The outcome of AlamarBlue assay showed that there exists strong, negative correlation between acrylamide concentration, time of incubation and cell viability. So the longer exposure time and the higher concentration of acrylamide, the weaker the cell viability is.

These results made us to consider further investigation. As we wanted to state whether loss of cell viability is caused by cell death or rather by limitation of cell growth and proliferation we decided to implement Caspase-Glo 3/7 Assay, Cell Growth Assay and Flow Cytometry.

Moreover, as the results of AlamarBlue assay for lower acrylamide concentrations (i.e. 1mM) seemed unclear, we decided to conduct additional assays for concentration ranging from 0,2 to 1mM. Those results are to be seen in section: Notebook


Results

Conduct of AlamarBlue assay showed that there is a strong, negative correlation between time, acrylamide concentration and cell viability for each of the cell lines: HeLa, HEK293 and 143b.

For 1mM concentration, distinct changes are to be observed after 48 (for HEK293) or 72 hours (for HeLa and 143b). For higher acrylamide concentrations, loss of cell viability is to be observed right away after 24hours with over 80 percent of dead cells after 96 hours.

The graphs presented below serve as the summary for each cell line:

Carrying out AlamarBlue assay for concentrations of acrylamide between 0,2 and 1mM showed that additional cell activity exist leading to removal of toxicant. Yet those results need to be confirmed and extended research on that issue need to be implemented.

In order to be able to state whether the loss of cell viability, that we have observed, was caused by decrease in cell division (so the cytostatic effect of acrylamide) or by cell death (so the cytotoxic effect of acrylamide) we have implemented Cell growth assays. To conduct the assays we have seeded cells from different cell lines (HeLa, HEK293 and 143b) in 6-wells plates adding proper concentration of acrylamide to each well and counted the amount of cells after 24, 48 and 72 hours. The results show that a limitation in cell growth occur after adding the acrylamide, and that amount of dead cells is connected to the acrylamide concentration.

The graphs presented below serve as the summary for each cell line:

Measurement of caspase activity with Caspase-Glo 3/7 Assay obtained from Promega, showed that there is a positive correlation between caspase activity and concentration of acrylamide. These result suggests that there is an increase in apoptosis for cells treated with higher acrylamide concentrations.

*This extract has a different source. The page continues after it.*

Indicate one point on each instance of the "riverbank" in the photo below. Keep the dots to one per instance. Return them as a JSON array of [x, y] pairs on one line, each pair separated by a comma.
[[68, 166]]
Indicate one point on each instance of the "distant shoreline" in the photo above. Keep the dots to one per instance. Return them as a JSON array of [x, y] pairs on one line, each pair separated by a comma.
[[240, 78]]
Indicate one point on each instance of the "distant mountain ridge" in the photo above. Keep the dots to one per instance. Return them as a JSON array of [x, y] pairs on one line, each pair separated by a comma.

The graphs presented below serve as the summary for each cell line:

Results obtained from Flow Cytometry showed that the growth in amount of apoptotic and necrotic cells is caused by longer acrylamide exposure time and higher acrylamide concentration.

Summary

Despite the fact that it is impossible to relate directly the results obtained for the cell lines to human organism, it may give a basis for further examination and extended research. In our experiments we showed that there exists cytotoxic and cytostatic effect of acrylamide on HeLa, 143b and HEK293 cell lines. We also proved that there is a correlation between time of exposure to acrylamide and the decrease in cell viability and proliferation.

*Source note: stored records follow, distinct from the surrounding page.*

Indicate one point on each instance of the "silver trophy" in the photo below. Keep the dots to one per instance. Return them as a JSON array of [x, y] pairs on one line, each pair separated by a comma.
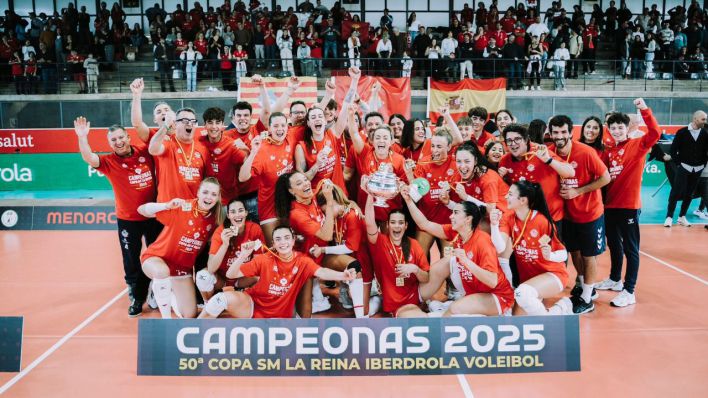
[[383, 185]]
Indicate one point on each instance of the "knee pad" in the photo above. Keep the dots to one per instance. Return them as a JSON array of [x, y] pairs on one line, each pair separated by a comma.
[[205, 280], [355, 265], [525, 295], [216, 305]]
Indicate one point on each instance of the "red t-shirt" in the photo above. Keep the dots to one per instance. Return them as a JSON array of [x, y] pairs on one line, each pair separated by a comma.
[[368, 164], [272, 161], [437, 174], [332, 167], [307, 220], [279, 283], [386, 256], [588, 168], [531, 168], [185, 234], [626, 162], [180, 169], [527, 249], [480, 249], [489, 188], [251, 232], [223, 163], [132, 179]]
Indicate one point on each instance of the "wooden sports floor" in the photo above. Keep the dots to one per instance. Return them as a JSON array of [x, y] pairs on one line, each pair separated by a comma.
[[79, 341]]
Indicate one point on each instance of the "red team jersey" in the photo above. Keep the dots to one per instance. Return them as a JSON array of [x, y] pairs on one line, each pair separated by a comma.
[[437, 174], [525, 237], [481, 251], [332, 167], [387, 256], [185, 234], [272, 161], [307, 220], [132, 180], [588, 168], [532, 169], [180, 170], [251, 232], [224, 161], [626, 162], [279, 283]]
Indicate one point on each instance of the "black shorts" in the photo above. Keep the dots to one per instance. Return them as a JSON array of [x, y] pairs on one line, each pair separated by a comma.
[[588, 238]]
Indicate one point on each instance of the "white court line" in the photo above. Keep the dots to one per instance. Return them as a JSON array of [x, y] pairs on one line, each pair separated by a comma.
[[465, 386], [59, 343], [675, 268]]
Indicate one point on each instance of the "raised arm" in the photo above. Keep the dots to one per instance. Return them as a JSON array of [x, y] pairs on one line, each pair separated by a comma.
[[423, 223], [136, 111], [82, 127]]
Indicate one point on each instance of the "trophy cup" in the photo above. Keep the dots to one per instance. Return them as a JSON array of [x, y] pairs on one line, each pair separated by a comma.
[[383, 185]]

By carrying out our cytotoxicity study we wanted to emphasize the importance of synthetic biology research. After showing the possible harmful effects of acrylamide we wanted to reveal how products of synthetic biology may influence and facilitate our everyday life. We also wanted to raise the awareness of the threats connected with the consumption of tertiary processed foods.

Finally, let us make you imagine that you are able to check the amount of acrylamide before eating your chips. With our FluoSafe sensor it will be soon possible.